Lázaro Piunti
Acordei naquela manhã com o barulho da família galinácea. Dirigi-me ao quintal a tempo de ver as sete galinhas reunidas formando um círculo e, no meio, XUXA, a mais velha delas, cacarejava estridente.
O Galo Carijó e suas damas a ouviam atentamente. Fiquei estarrecido! Elas acabavam de votar, em assembleia geral, uma greve. Não mais botariam um ovo, caso suas reivindicações não fossem aceitas.
E o que pleiteavam? Inicialmente é necessário alinhavar seus protestos. Estavam cansadas de botar ovos e ver o produto do seu ventre consumido por terceiros. Ou era o Lagarto Socialista se servindo deles, ou eu - o dono da chácara. O que elas exigiam?

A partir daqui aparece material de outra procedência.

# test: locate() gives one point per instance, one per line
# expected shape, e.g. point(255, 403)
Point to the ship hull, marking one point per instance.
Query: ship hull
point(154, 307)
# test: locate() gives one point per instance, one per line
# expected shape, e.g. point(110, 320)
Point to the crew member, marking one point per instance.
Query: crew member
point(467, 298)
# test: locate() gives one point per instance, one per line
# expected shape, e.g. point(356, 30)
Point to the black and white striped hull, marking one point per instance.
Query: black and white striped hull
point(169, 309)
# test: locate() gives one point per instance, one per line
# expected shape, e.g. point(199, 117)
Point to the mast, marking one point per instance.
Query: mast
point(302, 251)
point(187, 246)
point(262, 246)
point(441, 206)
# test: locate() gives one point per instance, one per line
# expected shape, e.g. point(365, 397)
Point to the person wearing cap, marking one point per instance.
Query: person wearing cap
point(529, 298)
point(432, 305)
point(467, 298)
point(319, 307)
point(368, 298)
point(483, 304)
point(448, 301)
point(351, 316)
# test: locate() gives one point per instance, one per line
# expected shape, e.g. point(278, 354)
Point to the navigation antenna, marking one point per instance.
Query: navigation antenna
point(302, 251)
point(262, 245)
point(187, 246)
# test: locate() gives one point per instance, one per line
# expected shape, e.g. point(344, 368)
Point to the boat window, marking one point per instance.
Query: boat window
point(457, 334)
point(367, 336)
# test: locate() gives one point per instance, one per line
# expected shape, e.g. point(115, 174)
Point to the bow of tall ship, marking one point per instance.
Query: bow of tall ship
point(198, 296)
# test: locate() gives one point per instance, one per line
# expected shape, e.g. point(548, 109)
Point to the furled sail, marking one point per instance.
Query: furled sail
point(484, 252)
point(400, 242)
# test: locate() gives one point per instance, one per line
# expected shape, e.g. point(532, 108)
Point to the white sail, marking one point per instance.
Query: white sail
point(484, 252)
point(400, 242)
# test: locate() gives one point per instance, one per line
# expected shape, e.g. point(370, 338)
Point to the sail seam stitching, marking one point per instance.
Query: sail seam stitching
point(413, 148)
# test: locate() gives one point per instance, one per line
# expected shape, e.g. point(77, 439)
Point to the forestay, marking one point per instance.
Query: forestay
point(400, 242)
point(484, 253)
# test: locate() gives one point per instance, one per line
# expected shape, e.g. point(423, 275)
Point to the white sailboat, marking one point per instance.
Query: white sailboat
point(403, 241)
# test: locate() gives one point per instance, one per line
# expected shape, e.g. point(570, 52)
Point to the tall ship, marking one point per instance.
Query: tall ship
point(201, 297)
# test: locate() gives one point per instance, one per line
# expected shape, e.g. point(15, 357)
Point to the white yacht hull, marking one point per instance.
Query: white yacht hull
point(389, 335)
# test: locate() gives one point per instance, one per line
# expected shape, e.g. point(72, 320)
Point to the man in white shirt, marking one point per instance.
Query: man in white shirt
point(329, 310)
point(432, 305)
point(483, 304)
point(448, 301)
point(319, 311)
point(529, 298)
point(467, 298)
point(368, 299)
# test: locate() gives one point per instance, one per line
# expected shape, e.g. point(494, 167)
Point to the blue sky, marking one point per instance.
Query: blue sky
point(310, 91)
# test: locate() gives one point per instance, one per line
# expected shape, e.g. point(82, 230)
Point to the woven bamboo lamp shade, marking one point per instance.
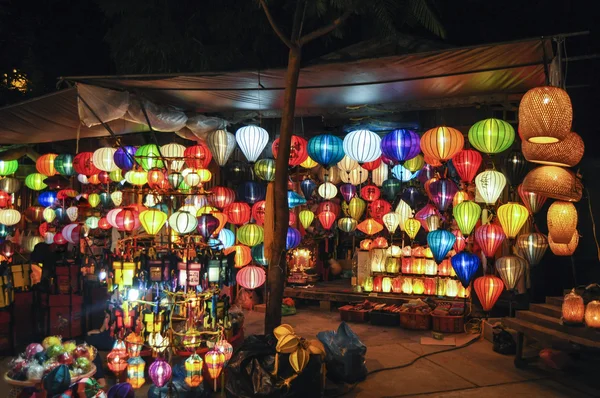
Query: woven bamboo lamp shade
point(545, 115)
point(562, 221)
point(566, 153)
point(554, 182)
point(564, 249)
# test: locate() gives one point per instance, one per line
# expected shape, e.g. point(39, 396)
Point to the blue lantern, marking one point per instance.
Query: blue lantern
point(465, 265)
point(326, 149)
point(227, 238)
point(47, 198)
point(293, 238)
point(295, 200)
point(308, 186)
point(258, 255)
point(251, 192)
point(401, 145)
point(440, 242)
point(124, 157)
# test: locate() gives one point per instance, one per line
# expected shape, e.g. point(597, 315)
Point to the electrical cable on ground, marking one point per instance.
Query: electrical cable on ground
point(405, 365)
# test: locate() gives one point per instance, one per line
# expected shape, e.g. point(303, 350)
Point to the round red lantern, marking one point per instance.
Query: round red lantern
point(238, 213)
point(251, 277)
point(298, 150)
point(45, 164)
point(488, 289)
point(198, 156)
point(83, 164)
point(489, 237)
point(221, 197)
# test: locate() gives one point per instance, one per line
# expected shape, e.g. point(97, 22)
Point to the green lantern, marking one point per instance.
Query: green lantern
point(35, 181)
point(491, 136)
point(265, 169)
point(250, 234)
point(8, 167)
point(63, 164)
point(148, 156)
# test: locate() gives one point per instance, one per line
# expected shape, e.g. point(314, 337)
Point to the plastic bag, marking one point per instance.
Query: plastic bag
point(345, 354)
point(249, 372)
point(504, 342)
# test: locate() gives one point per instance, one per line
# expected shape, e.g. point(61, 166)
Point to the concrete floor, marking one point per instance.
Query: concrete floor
point(474, 371)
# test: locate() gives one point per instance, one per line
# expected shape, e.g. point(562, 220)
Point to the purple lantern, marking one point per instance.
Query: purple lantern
point(348, 191)
point(401, 145)
point(160, 372)
point(293, 238)
point(442, 193)
point(207, 225)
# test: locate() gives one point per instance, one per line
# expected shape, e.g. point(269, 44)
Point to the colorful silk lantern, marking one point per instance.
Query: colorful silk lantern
point(489, 237)
point(491, 136)
point(512, 217)
point(533, 246)
point(562, 221)
point(488, 289)
point(442, 143)
point(545, 115)
point(465, 265)
point(440, 242)
point(490, 184)
point(510, 269)
point(251, 277)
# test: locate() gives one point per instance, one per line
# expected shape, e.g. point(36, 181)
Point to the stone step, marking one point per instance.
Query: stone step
point(556, 324)
point(549, 336)
point(554, 301)
point(546, 309)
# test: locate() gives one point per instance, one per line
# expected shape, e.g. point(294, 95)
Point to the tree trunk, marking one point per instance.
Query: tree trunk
point(277, 259)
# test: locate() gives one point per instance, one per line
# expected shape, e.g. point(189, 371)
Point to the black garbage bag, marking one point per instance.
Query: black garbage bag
point(345, 357)
point(503, 342)
point(249, 372)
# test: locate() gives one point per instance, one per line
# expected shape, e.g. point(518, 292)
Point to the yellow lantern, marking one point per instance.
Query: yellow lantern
point(412, 226)
point(306, 218)
point(573, 309)
point(512, 218)
point(152, 220)
point(592, 314)
point(562, 221)
point(356, 208)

A: Todos os ovos postos no ninho deveriam ser preservados. Que ninguém mexesse neles, pois representariam futuros pintainhos, a continuidade da espécie.
B: Qualquer ovo, botado imprudentemente fora do ninho, ficaria para quem o achasse. Fosse eu ou o Escamado. Pressenti existir outro agente secreto se locupletando dos ovos, ao enxergar, por cima do muro divisório do quintal, um par de olhos astutos!

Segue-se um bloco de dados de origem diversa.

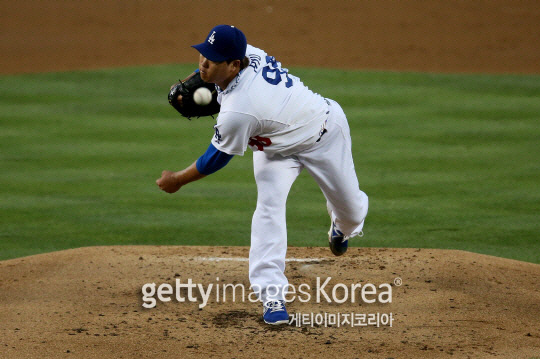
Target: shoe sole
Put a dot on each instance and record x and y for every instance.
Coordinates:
(335, 250)
(279, 322)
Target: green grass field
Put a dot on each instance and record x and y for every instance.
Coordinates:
(448, 161)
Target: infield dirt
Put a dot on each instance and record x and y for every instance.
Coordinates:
(87, 303)
(438, 35)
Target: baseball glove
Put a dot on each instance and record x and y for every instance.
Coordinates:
(187, 107)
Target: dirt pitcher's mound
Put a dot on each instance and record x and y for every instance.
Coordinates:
(88, 303)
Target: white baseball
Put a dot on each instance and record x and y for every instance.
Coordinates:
(202, 96)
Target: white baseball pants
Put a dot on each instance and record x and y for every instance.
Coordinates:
(330, 163)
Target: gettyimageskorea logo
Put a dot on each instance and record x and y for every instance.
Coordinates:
(321, 291)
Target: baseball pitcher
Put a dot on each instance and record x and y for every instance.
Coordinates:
(289, 128)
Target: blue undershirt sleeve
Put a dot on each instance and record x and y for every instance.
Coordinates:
(212, 160)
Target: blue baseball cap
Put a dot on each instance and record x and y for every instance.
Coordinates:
(224, 42)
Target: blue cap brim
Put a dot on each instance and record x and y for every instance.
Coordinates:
(209, 53)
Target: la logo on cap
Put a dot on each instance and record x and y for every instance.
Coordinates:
(211, 39)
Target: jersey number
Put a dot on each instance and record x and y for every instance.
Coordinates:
(259, 142)
(272, 72)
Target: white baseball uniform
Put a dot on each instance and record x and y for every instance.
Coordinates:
(289, 128)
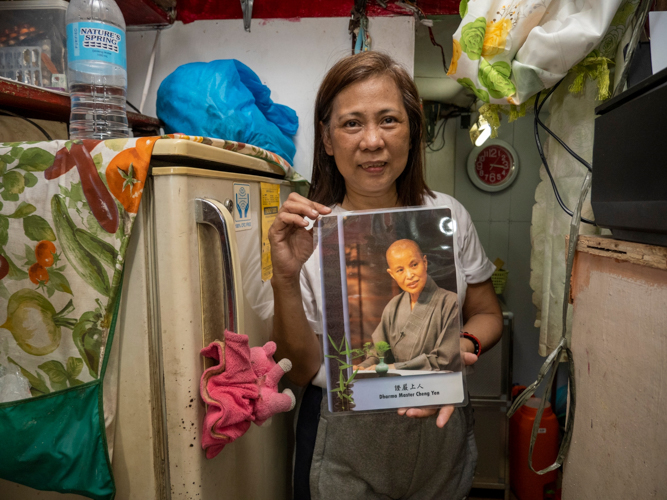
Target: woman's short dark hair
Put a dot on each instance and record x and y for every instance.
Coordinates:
(328, 186)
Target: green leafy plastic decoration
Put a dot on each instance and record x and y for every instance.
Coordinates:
(472, 38)
(496, 78)
(37, 228)
(463, 8)
(35, 160)
(480, 93)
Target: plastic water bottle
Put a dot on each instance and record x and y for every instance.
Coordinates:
(97, 69)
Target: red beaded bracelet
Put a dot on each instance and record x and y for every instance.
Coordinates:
(475, 342)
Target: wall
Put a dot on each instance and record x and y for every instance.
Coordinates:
(502, 219)
(503, 223)
(290, 57)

O meu vizinho estaria furtando ovos em minha propriedade? Pelo sim ou pelo não, me fechei em copas e tomei minhas decisões. Respeitaria o voto democrático das poedeiras e só recolheria ovos esparsos, isto é, botados fora do ninho localizado dentro do galinheiro.
O Lagarto Socialista e eu disputaríamos a produção aleatória! E quanto ao vizinho? Militarizei a área destacando o poderoso Thor, meu dálmata, como vigia. Meu cão de guarda fiel! A estratégia deu certo. Até certo ponto.

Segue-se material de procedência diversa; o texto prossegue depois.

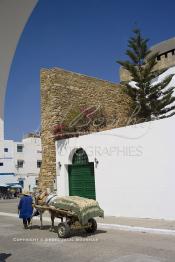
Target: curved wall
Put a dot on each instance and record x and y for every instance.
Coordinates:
(13, 17)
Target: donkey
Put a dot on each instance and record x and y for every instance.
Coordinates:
(44, 199)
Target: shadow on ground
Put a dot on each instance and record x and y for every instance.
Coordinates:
(73, 232)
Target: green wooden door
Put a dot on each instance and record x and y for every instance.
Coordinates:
(81, 180)
(81, 176)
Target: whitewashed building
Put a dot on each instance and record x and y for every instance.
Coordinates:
(22, 159)
(128, 170)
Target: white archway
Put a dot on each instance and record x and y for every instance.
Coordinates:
(13, 17)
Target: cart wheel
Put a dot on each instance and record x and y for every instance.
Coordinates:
(93, 226)
(63, 230)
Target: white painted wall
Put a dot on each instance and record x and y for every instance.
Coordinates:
(135, 175)
(18, 11)
(7, 158)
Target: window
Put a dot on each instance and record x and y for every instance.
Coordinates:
(158, 58)
(19, 148)
(39, 162)
(20, 163)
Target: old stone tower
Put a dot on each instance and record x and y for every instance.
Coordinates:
(62, 90)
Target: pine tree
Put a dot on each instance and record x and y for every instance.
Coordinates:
(152, 101)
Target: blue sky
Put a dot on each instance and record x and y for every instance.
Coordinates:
(85, 36)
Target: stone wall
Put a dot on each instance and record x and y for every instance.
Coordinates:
(166, 61)
(63, 90)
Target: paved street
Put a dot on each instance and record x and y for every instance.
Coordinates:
(18, 244)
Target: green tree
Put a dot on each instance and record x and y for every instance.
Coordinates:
(153, 101)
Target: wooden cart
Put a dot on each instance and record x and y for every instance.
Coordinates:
(69, 220)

Nas duas primeiras semanas tudo funcionou satisfatoriamente.
O Lagarto abocanhava, dia sim, dia não, o seu quinhão e eu recolhia, dia não, dia sim, o meu óbolo. As galinhas punham seus ovos no ninho coletivo cuidando, felizes, dos futuros rebentos.
Em duas tardes e três noites Thor rosnou e latiu e, numa delas, vi quem o incomodava. Era o vizinho tentando saltar o muro. Como disse, o acordo funcionou bem por duas semanas, talvez vinte dias.
Ontem, de surpresa, recebi uma intimação da prefeitura. Denúncia anônima me acusou de infrator ao Meio Ambiente e explorador de animais indefesos. Multa pesada e prazo de cinco dias para fechar o galinheiro e retirar as galinhas do quintal.
O Poder Público julgava ilegal a criação de bípedes em área urbana, mas, se omitia quanto ao perigo da volta dos escorpiões que outrora infestavam o local e que motivara a ideia da criação de galinhas, conhecidas exterminadoras de aracnídeos.
Joguei a toalha! Minha minúscula propriedade está à venda! Contatos?